TREE SEARCH COMPLETED AFTER 4 ITERATIONS / Time: 1h:23m:56s


FINALIZING TREE SEARCH

Performs final model parameters optimization
Estimate model parameters (epsilon = 0.050)

  1. Initial log-likelihood: -52310.505
    Optimal log-likelihood: -52310.497
    Rate parameters: A-C: 0.36195 A-G: 0.89554 A-T: 0.20011 C-G: 0.33955 C-T: 2.09522 G-T: 1.00000
    Base frequencies: A: 0.279 C: 0.209 G: 0.206 T: 0.305
    Parameters optimization took 1 rounds (11.039 sec)
    BEST SCORE FOUND : -52310.497
    Total tree length: 1.322

Total number of iterations: 4
CPU time used for tree search: 602.458 sec (0h:10m:2s)
Wall-clock time used for tree search: 605.088 sec (0h:10m:5s)
Total CPU time used: 5036.391 sec (1h:23m:56s)
Total wall-clock time used: 5048.890 sec (1h:24m:8s)
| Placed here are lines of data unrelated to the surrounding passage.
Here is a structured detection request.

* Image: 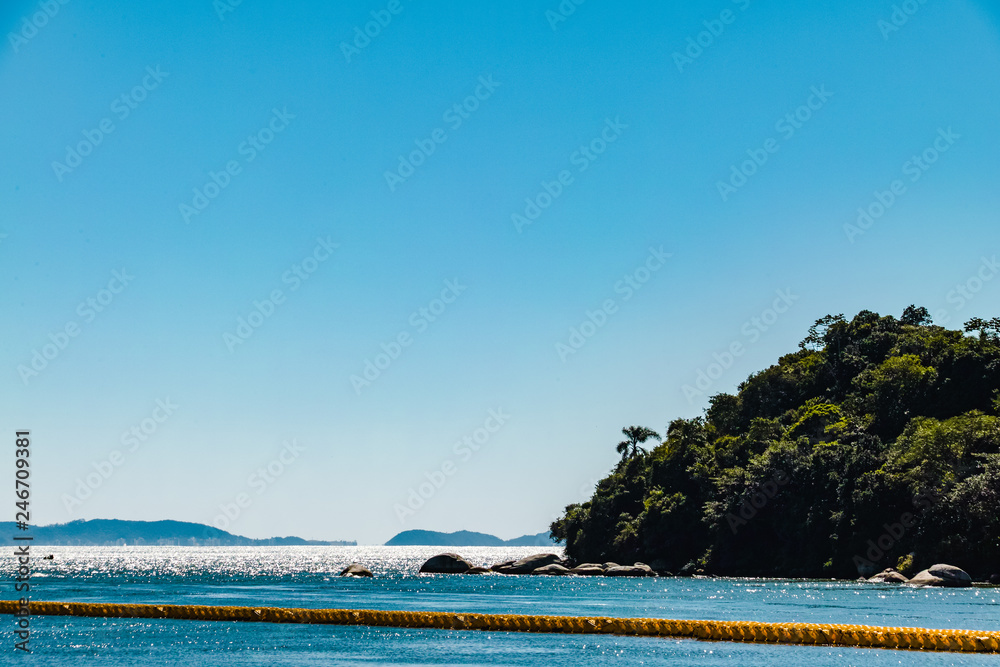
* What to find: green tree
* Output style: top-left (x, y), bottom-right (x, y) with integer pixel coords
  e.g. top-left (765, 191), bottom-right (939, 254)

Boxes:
top-left (615, 426), bottom-right (660, 463)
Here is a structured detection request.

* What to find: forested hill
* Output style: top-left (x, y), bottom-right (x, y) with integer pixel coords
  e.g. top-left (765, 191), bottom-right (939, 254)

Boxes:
top-left (551, 306), bottom-right (1000, 577)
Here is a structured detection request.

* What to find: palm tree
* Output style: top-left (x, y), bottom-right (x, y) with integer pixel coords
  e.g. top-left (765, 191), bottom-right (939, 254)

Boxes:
top-left (615, 426), bottom-right (660, 463)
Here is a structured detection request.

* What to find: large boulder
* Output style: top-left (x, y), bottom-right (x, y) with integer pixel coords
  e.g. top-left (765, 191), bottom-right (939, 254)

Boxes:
top-left (340, 563), bottom-right (375, 577)
top-left (496, 554), bottom-right (562, 574)
top-left (604, 565), bottom-right (656, 577)
top-left (909, 563), bottom-right (972, 588)
top-left (420, 554), bottom-right (473, 574)
top-left (865, 567), bottom-right (909, 584)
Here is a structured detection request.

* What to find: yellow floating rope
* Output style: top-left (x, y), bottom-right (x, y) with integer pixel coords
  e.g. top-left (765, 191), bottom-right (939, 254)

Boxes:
top-left (0, 601), bottom-right (1000, 653)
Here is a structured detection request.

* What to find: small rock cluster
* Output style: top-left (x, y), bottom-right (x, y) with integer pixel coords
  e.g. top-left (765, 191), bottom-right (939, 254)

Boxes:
top-left (340, 553), bottom-right (1000, 588)
top-left (866, 563), bottom-right (972, 588)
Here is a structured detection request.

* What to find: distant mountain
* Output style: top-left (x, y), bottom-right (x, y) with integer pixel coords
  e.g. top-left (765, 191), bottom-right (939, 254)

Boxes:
top-left (0, 519), bottom-right (357, 547)
top-left (385, 530), bottom-right (558, 547)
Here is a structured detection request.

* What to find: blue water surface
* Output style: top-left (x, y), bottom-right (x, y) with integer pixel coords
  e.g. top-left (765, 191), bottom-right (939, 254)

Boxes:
top-left (0, 546), bottom-right (1000, 667)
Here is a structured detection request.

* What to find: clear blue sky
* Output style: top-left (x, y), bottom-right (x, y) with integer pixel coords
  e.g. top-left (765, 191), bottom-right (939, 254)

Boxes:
top-left (0, 0), bottom-right (1000, 543)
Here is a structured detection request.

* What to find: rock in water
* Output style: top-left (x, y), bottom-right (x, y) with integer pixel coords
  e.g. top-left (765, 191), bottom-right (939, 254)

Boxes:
top-left (420, 554), bottom-right (473, 574)
top-left (909, 563), bottom-right (972, 588)
top-left (496, 554), bottom-right (562, 574)
top-left (604, 565), bottom-right (656, 577)
top-left (340, 563), bottom-right (375, 577)
top-left (865, 567), bottom-right (909, 584)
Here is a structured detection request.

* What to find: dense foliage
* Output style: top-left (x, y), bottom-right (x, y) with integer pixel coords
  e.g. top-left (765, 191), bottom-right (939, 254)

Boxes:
top-left (551, 306), bottom-right (1000, 577)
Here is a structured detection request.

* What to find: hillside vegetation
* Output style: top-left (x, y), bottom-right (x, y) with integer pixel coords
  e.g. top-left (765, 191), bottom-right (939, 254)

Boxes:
top-left (551, 306), bottom-right (1000, 577)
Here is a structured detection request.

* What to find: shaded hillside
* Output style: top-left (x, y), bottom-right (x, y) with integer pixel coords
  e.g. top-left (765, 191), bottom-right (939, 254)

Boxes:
top-left (551, 306), bottom-right (1000, 577)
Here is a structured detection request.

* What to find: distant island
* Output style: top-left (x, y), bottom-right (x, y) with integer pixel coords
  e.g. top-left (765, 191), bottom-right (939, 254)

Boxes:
top-left (385, 530), bottom-right (559, 547)
top-left (0, 519), bottom-right (357, 547)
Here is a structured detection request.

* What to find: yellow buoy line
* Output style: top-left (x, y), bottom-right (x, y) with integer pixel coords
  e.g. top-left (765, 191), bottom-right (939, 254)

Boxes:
top-left (0, 601), bottom-right (1000, 653)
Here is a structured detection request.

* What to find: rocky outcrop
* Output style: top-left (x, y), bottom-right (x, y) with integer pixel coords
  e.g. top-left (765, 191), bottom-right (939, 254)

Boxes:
top-left (604, 563), bottom-right (656, 577)
top-left (340, 563), bottom-right (375, 577)
top-left (865, 567), bottom-right (909, 584)
top-left (909, 563), bottom-right (972, 588)
top-left (496, 554), bottom-right (562, 574)
top-left (420, 554), bottom-right (473, 574)
top-left (531, 563), bottom-right (569, 576)
top-left (649, 558), bottom-right (670, 574)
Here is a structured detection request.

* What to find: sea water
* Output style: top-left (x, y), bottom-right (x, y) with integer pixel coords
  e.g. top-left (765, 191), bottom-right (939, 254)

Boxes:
top-left (0, 546), bottom-right (1000, 667)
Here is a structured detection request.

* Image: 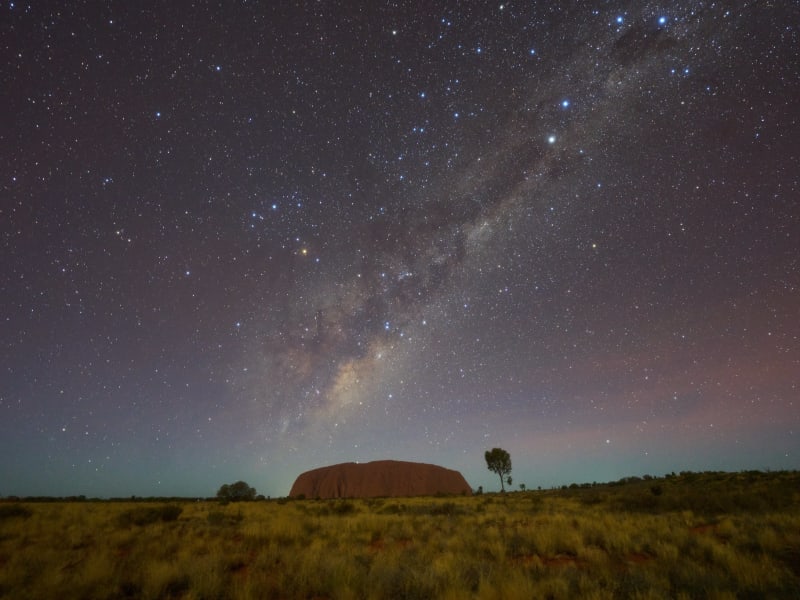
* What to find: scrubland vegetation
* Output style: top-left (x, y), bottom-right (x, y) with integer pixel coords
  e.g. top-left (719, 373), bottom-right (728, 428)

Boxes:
top-left (0, 472), bottom-right (800, 600)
Analysis results written to:
IQ-TREE report: results/spike_global/aligned-delim.fasta.iqtree
Maximum-likelihood tree: results/spike_global/aligned-delim.fasta.treefile
Likelihood distances: results/spike_global/aligned-delim.fasta.mldist
Screen log file: results/spike_global/aligned-delim.fasta.log

Date and Time: Mon Apr 5 13:34:14 2021

There’s quite a bit of text above in the log file that I’m not sure is relevant, but it’s related to renaming problematic strains, e.g.
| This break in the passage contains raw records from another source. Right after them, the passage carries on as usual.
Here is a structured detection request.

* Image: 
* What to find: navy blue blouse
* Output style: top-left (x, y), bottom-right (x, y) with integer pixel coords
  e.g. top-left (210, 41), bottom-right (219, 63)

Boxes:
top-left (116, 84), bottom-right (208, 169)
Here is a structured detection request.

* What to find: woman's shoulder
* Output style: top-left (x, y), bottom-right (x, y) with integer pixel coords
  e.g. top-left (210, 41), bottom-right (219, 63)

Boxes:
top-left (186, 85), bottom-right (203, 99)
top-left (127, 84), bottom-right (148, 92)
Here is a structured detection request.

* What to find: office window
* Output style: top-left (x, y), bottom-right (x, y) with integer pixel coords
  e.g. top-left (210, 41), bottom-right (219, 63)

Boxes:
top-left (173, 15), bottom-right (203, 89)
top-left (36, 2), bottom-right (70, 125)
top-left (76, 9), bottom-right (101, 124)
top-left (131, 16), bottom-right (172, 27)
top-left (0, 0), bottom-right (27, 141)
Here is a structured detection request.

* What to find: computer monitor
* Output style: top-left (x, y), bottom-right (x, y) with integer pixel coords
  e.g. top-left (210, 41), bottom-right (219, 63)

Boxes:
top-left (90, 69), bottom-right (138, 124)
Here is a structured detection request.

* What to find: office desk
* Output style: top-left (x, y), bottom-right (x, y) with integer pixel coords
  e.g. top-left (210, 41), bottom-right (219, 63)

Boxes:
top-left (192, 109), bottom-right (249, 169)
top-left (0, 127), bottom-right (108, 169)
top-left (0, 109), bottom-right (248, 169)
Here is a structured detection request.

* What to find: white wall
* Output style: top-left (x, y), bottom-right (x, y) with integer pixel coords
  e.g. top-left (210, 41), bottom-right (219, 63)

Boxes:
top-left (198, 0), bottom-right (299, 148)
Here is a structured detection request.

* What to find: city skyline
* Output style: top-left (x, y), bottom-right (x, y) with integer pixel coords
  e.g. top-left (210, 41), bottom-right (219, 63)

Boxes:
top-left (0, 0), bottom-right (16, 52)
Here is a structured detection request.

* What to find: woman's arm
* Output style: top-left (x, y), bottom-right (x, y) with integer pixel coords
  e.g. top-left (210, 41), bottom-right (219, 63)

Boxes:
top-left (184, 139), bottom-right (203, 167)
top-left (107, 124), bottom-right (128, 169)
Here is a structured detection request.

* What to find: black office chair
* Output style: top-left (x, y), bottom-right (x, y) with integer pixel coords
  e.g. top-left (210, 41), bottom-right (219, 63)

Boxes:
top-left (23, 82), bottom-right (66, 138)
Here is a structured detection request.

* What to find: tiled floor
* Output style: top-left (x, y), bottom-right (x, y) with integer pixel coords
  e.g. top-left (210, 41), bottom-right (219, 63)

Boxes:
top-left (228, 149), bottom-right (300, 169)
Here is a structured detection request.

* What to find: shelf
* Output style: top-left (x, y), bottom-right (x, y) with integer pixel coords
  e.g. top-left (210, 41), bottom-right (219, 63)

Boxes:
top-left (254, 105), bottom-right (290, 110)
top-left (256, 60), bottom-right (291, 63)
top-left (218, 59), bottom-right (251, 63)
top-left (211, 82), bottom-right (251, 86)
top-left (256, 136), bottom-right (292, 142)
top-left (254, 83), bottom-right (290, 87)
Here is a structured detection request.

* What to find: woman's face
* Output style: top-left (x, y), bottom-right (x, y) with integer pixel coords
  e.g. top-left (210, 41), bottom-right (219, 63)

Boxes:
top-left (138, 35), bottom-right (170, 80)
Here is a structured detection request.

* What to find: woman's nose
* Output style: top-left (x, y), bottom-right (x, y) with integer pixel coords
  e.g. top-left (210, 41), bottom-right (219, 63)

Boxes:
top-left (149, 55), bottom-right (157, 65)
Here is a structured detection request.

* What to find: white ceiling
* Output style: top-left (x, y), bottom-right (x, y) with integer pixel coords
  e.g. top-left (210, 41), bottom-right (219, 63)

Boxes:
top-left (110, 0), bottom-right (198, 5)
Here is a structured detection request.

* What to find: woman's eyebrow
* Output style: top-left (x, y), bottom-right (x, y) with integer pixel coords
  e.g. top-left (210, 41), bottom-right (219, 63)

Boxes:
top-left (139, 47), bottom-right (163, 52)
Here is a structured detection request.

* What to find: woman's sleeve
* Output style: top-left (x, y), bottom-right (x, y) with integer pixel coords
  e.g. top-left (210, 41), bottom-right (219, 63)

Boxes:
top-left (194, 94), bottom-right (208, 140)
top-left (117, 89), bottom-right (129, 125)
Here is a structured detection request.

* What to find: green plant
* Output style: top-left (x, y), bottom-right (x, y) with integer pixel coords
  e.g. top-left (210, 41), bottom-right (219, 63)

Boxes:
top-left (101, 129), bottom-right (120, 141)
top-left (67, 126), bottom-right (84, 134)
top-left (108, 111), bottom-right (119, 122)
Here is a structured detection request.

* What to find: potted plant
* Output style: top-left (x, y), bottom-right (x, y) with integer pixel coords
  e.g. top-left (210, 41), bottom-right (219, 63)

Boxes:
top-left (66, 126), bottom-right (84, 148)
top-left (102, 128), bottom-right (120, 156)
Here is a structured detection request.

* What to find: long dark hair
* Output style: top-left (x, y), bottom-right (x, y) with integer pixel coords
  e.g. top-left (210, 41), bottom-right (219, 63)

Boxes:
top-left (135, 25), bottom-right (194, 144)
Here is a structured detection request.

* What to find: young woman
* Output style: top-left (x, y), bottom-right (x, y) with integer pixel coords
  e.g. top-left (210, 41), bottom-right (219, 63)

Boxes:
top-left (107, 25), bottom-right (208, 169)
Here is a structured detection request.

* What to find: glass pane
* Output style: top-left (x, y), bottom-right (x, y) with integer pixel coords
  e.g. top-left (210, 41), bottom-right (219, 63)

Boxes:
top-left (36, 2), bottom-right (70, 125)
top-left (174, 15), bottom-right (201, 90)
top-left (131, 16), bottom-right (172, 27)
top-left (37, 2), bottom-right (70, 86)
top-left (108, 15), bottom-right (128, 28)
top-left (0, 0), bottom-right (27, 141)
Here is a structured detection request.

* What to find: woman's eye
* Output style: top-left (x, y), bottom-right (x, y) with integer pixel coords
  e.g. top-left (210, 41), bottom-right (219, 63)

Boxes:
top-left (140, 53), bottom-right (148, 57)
Lu’an_DELIM-QHMJMXEJNNOYGPIHOOFN_133_DELIM-QHMJMXEJNNOYGPIHOOFN_2020_DELIM-QHMJMXEJNNOYGPIHOOFN_EPI_ISL_1069210 → Lu_an_DELIM-QHMJMXEJNNOYGPIHOOFN_133_DELIM-QHMJMXEJNNOYGPIHOOFN_2020_DELIM-QHMJMXEJNNOYGPIHOOFN_EPI_ISL_1069210

…additional verbiage that follows this sort of regarding highly gapped seqs (for quite a few strains, just listing one here):

Gap/Ambiguity Composition p-value
1 Netherlands_DELIM-QHMJMXEJNNOYGPIHOOFN_Oss_1363500_DELIM-QHMJMXEJNNOYGPIHOOFN_2020_DELIM-QHMJMXEJNNOYGPIHOOFN_EPI_ISL_413581

87.23% failed 0.00%

…and finally text that lists duplicate strains (just one listed here for brevity):

NOTE: Netherlands_DELIM-QHMJMXEJNNOYGPIHOOFN_Tilburg_1363354_DELIM-QHMJMXEJNNOYGPIHOOFN_2020_DELIM-QHMJMXEJNNOYGPIHOOFN_EPI_ISL_413586 is identical to Netherlands_DELIM-QHMJMXEJNNOYGPIHOOFN_Oss_1363500_DELIM-QHMJMXEJNNOYGPIHOOFN_2020_DELIM-QHMJMXEJNNOYGPIHOOFN_EPI_ISL_413581 but kept for subsequent analysis

The warnings related to gaps are expected; I’m trying to create a spike-specific build that works by masking the majority of the sequence. The resulting .phy alignment file looks fine, and the .iqtree file looks like it contains tree info, including in newick format. But I’m not sure why the snakemake rule fails. Any ideas? Thanks!